Und eines Tages stand ich vor der Entscheidung:
Entweder ich breche unter der Last der Vergangenheit zusammen oder ich lasse die Vergangenheit hinter mir und wende mich der Zukunft zu.
In dem ersten Fall wäre ich heute nicht mehr am Leben, ich aber wollte leben.
Ich habe damals immer lange Spaziergänge durch Wälder gemacht,
um mit mir ins Reine zu kommen und die Vergangenheit zu bewältigen.
Eines Tages nahm ich mit ein Blatt Papier und schrieb in Stickpunkten auf, was ich als Kind und Jugendlicher erlitten hatte. Vor einem meiner nächsten Spaziergänge habe ich dieses Blatt Papier dann in einen Schulkarton getan und während des Spaziergangs im Wald den Schuhkarton vergraben.
Durch das „Vergraben“ wollte ich mich von meiner Vergangenheit sichtbar trennen.
Natürlich schmerzten die Erinnerungen weiter, aber ich wusste, die Ereignisse, an die ich mich erinnerte, waren kein Teil mehr von mir, sie hatten keine Gewalt mehr über mich.
In dem Wort „vergraben“ steckt ja auch das Wort „Graben“.
Ein Graben trennt z.B. verschiedene Wiesen voneinander.
Indem ich symbolisch meine Vergangenheit vergrub, trennte ich mich von ihr.
Wie bei einem Graben kann ich die Vergangenheit noch sehen, wie bei einem Graben kann ich mich an die schönen Erlebnisse der Vergangenheit noch erinnern, aber ich bin von ihr getrennt und das ist wichtig.

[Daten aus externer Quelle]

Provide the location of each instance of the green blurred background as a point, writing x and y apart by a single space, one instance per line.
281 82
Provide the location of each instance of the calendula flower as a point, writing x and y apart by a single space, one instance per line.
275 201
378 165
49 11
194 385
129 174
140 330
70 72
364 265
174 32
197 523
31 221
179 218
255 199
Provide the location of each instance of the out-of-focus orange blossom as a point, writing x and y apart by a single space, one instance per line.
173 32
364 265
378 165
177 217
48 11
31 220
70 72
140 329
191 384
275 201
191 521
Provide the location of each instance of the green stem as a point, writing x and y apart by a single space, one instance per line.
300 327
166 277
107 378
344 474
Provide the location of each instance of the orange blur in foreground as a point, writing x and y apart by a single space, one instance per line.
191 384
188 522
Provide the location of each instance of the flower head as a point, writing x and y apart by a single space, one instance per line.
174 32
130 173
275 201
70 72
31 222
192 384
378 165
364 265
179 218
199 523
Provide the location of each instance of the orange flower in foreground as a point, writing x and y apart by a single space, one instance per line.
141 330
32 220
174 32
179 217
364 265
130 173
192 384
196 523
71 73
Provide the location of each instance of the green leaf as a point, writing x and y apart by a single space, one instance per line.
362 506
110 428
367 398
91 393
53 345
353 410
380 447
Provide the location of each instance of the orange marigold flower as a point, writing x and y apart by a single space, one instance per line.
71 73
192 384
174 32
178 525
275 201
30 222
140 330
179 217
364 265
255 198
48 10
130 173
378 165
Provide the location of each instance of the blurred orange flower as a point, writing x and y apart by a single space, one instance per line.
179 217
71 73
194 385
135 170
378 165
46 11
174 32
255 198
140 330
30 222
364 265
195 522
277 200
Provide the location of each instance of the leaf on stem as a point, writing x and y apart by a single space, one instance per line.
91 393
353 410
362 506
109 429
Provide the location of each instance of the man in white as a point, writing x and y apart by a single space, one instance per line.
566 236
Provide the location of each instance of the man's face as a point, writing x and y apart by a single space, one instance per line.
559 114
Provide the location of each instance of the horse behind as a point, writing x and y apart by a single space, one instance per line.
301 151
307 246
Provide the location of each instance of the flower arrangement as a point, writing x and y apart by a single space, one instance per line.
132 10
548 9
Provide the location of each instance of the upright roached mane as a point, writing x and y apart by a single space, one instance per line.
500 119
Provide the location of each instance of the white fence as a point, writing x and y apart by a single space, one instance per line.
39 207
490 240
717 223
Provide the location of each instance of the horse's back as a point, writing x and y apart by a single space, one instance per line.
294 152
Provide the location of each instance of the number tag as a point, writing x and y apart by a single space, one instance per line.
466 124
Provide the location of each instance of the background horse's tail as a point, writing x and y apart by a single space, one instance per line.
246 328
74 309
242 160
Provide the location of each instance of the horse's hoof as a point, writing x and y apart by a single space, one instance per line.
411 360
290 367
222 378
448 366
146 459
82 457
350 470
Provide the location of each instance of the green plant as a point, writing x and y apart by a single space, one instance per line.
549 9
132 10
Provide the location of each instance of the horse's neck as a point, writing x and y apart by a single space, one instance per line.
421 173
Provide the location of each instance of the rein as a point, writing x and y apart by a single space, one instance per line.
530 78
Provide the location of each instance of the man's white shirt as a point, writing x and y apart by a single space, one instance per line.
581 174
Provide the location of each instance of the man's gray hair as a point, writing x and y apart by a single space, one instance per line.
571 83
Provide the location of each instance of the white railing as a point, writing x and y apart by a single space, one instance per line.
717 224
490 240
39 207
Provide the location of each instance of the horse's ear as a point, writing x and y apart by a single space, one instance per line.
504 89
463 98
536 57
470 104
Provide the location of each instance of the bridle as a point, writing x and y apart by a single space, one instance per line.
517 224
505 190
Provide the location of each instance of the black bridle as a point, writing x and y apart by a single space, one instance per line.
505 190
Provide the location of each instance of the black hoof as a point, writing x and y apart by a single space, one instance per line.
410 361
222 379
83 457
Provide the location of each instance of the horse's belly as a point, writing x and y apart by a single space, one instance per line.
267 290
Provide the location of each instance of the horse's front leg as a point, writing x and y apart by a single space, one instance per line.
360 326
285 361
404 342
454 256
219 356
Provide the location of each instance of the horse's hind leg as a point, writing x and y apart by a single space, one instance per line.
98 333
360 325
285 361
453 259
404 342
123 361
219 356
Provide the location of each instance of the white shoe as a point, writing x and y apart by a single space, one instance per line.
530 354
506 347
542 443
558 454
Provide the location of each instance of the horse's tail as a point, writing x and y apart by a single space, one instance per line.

Das Zweite, das ich tat, um frei von meiner Vergangenheit zu werden, ist, dass ich den Tätern, die mir in Kindheit und Jugend Böses angetan hatte, vergeben habe.
Dabei ging es weniger um die Täter, als vielmehr um mich:
Ich musste mich entscheiden, ob ich weiter Wut, Ärger, Groll und Hass in mir zulassen wollte, die mein Leben zerfressen hätten, oder ob ich mich einer fröhlichen Zukunft zuwenden wollte.

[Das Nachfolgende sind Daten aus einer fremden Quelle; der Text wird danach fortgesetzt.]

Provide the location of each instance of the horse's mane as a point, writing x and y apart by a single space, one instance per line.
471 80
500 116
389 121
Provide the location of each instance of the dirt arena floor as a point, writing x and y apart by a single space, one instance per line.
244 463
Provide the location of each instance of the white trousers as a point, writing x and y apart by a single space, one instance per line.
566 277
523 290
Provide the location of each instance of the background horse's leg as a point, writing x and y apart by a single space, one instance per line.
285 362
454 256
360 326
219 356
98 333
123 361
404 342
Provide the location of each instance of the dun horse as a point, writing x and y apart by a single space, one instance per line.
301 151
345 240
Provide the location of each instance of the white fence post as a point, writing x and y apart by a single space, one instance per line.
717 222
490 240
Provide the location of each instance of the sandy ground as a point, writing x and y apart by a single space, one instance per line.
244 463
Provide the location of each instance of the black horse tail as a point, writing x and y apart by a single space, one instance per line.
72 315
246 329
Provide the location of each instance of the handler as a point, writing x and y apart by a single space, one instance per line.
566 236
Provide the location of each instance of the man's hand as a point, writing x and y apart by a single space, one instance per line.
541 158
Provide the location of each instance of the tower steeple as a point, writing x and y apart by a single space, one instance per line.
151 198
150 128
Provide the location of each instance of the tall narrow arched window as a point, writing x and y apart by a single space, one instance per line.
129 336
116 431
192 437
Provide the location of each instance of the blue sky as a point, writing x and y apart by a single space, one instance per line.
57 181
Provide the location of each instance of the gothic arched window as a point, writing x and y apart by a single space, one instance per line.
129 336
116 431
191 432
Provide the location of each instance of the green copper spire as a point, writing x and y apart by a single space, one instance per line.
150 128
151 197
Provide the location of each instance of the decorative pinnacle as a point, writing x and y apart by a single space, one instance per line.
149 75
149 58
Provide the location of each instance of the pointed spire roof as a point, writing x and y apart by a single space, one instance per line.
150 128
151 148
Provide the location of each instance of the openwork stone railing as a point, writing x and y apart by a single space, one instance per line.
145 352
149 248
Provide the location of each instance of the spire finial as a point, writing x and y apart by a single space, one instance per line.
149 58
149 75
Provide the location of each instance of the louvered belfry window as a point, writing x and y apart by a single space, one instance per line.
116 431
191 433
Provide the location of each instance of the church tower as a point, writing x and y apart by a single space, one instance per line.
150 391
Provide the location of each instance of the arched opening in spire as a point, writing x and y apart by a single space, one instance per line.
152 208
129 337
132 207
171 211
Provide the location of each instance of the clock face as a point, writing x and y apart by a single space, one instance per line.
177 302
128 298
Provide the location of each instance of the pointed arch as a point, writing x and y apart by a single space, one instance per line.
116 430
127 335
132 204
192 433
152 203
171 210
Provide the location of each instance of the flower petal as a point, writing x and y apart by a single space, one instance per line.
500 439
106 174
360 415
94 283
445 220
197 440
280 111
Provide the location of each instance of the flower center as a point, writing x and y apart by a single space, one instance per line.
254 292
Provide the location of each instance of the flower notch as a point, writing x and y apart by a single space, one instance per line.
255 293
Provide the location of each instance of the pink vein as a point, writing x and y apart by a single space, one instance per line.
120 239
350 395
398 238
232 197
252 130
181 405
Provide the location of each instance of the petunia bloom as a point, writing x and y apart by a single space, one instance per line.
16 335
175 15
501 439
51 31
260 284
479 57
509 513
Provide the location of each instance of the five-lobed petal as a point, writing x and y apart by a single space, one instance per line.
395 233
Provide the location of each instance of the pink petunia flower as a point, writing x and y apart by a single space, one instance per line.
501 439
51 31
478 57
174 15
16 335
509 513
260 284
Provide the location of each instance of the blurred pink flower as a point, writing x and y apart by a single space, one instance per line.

Die Vergebung führte dazu, dass Liebe, Freude, Glück und Zuversicht mein Herz erfüllten und Wut, Ärger, Groll und Hass immer mehr verblassten.
Das Dritte, das ich tat, ich wandte die Taktik des Löwenzahn an.
Wenn ich eine Pflanze wählen sollte, die für das Nicht-Aufgeben steht, dann der Löwenzahn.
Da kann eine Asphaltdecke mit nur einem winzigen Spalt sein:
Der Löwenzahn bricht durch diesen Spalt hindurch und lässt sich nicht entmutigen.
Er sagt nicht: „Hier in der dunklen Erde (der Vergangenheit) habe ich ohnehin keine Chance und gegen den Asphalt (die Schwierigkeiten und Widerstände des Lebens)kann ich ohnehin nichts ausrichten!“, nein der Löwenzahn glaubt an die Zukunft, er lässt sich nicht entmutigen und er wächst heran und blüht.
Ihr Lieben,
ich wünsche Euch allen, dass Ihr den Mut, die Kraft und die Zuversicht habt, die dunklen Seiten der Vergangenheit hinter Euch zu lassen und nur die schönen Erinnerungen mit auf Eure Wanderung zu nehmen. Ich wünsche Euch eine wundervolle glückliche und hoffnungsvolle Gegenwart und ich grüße Euch mit einem Wort von Thornton Wilder:
„Manchmal vermag uns ein durch den Asphalt brechender Löwenzahn die tägliche Frage nach dem Sinn des Lebens eindrücklicher und überzeugender zu beantworten als eine ganze Bibliothek philosophischer Schriften.“
Niemals aufgeben!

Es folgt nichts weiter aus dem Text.